Below is an example of methods for a number 1. After you type 1., hit a tab key. (Oh yeah, 1 is an object in ruby)
You may scope down results by typing more, say, show all instance methods that start with 'i'.
To enable tab completion in irb, you need to start irb with -r irb/completion option. Or if you are already in irb, do 'require irb/completion'.
As a bonus, require irb/completion works in rails script/console too.
Below is an example of methods for a number 1. After you type 1., hit a tab key. (Oh yeah, 1 is an object in ruby)
$ irb -r irb/completion
irb(main):001:0> 1.
1.eql? 1.instance_variable_get 1.prec_f 1.taint
1.__id__ 1.equal? 1.instance_variable_set 1.prec_i 1.tainted?

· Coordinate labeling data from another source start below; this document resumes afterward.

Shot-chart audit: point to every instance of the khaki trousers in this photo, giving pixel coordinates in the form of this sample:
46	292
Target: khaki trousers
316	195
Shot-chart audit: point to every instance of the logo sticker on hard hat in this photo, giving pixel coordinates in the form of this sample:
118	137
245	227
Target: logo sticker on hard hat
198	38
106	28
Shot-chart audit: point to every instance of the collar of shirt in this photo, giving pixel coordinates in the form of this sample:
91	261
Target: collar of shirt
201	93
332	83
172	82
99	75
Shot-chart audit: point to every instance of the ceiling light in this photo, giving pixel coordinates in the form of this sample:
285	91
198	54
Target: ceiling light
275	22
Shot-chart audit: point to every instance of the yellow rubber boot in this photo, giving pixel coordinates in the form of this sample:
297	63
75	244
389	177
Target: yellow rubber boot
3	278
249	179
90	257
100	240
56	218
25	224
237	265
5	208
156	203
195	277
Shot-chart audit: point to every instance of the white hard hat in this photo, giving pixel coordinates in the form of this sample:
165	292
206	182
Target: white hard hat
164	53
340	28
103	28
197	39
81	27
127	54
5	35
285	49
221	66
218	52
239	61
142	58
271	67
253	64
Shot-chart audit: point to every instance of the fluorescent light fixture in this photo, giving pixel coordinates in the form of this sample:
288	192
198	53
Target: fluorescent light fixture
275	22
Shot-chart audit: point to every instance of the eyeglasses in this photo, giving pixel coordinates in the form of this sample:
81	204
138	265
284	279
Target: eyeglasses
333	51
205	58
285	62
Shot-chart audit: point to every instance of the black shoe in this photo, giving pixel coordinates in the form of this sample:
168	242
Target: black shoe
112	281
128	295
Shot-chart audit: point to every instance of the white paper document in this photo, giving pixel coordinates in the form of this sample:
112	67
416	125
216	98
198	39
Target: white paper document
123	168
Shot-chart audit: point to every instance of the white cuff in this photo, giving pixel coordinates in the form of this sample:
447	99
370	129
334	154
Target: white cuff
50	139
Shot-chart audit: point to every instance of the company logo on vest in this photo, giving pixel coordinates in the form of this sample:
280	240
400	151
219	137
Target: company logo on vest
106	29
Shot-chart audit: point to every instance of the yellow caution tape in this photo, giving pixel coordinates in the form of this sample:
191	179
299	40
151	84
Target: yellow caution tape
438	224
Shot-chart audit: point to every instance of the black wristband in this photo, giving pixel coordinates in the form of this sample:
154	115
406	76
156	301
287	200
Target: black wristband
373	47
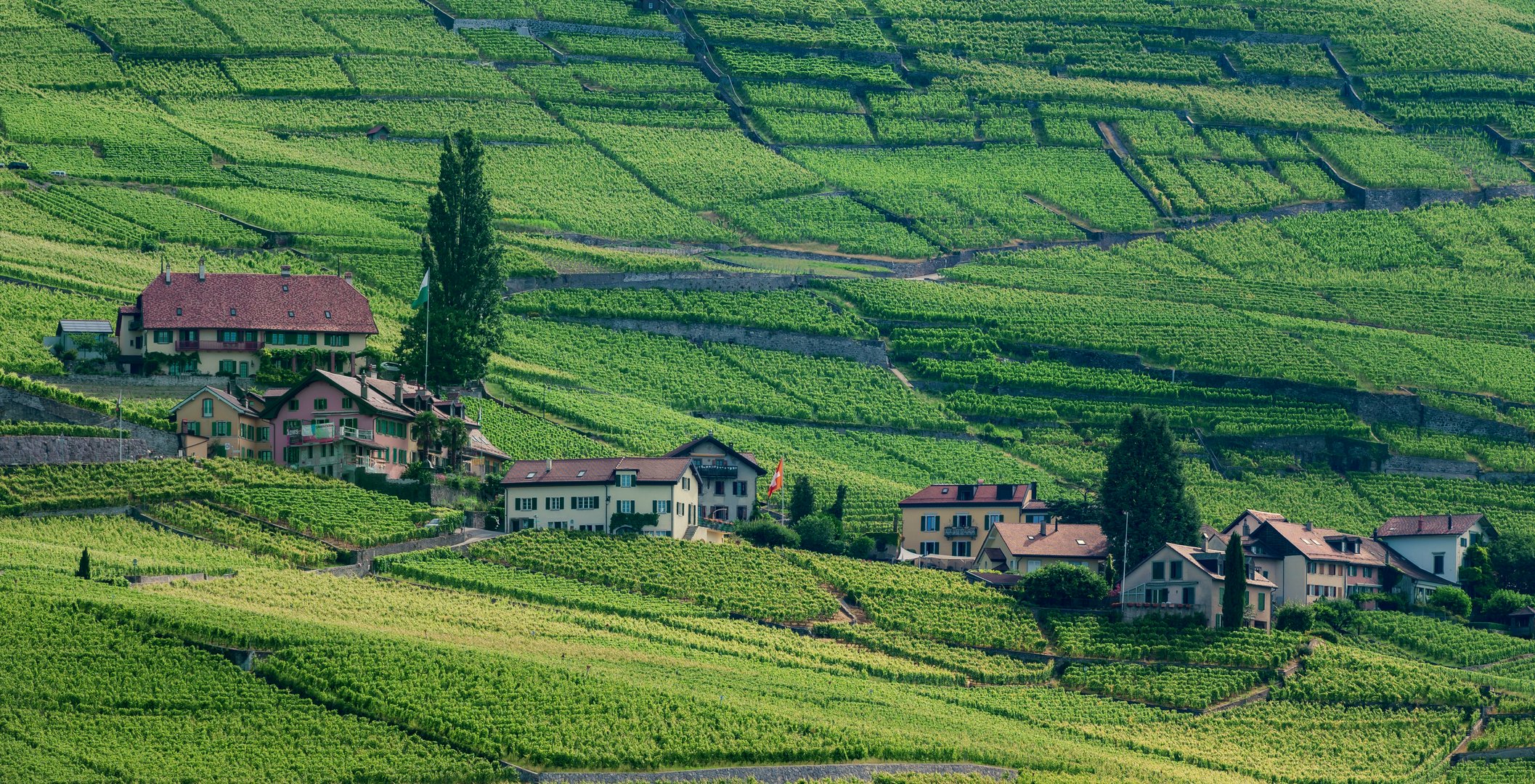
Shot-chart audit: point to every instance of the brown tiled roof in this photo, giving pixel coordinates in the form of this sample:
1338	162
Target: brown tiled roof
596	470
1189	555
1059	542
258	301
949	494
1414	525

1.__send__ 1.even? 1.instance_variables 1.pred 1.tap
1.abs 1.extend 1.integer? 1.private_methods 1.times
1.between? 1.fdiv 1.is_a? 1.protected_methods 1.to_a
1.ceil 1.floor 1.kind_of? 1.public_methods 1.to_enum
1.chr 1.freeze 1.method 1.quo 1.to_f
1.class 1.frozen? 1.methods 1.remainder 1.to_i
1.clone 1.hash 1.modulo 1.respond_to? 1.to_int
1.coerce 1.id 1.next 1.round 1.to_s
1.display 1.id2name 1.nil? 1.send 1.to_sym
1.div 1.inspect 1.nonzero? 1.singleton_method_added 1.truncate
1.divmod 1.instance_eval 1.object_id 1.singleton_methods 1.type
1.downto 1.instance_exec 1.odd? 1.size 1.untaint
1.dup 1.instance_of? 1.ord 1.step 1.upto
1.enum_for 1.instance_variable_defined? 1.prec 1.succ 1.zero?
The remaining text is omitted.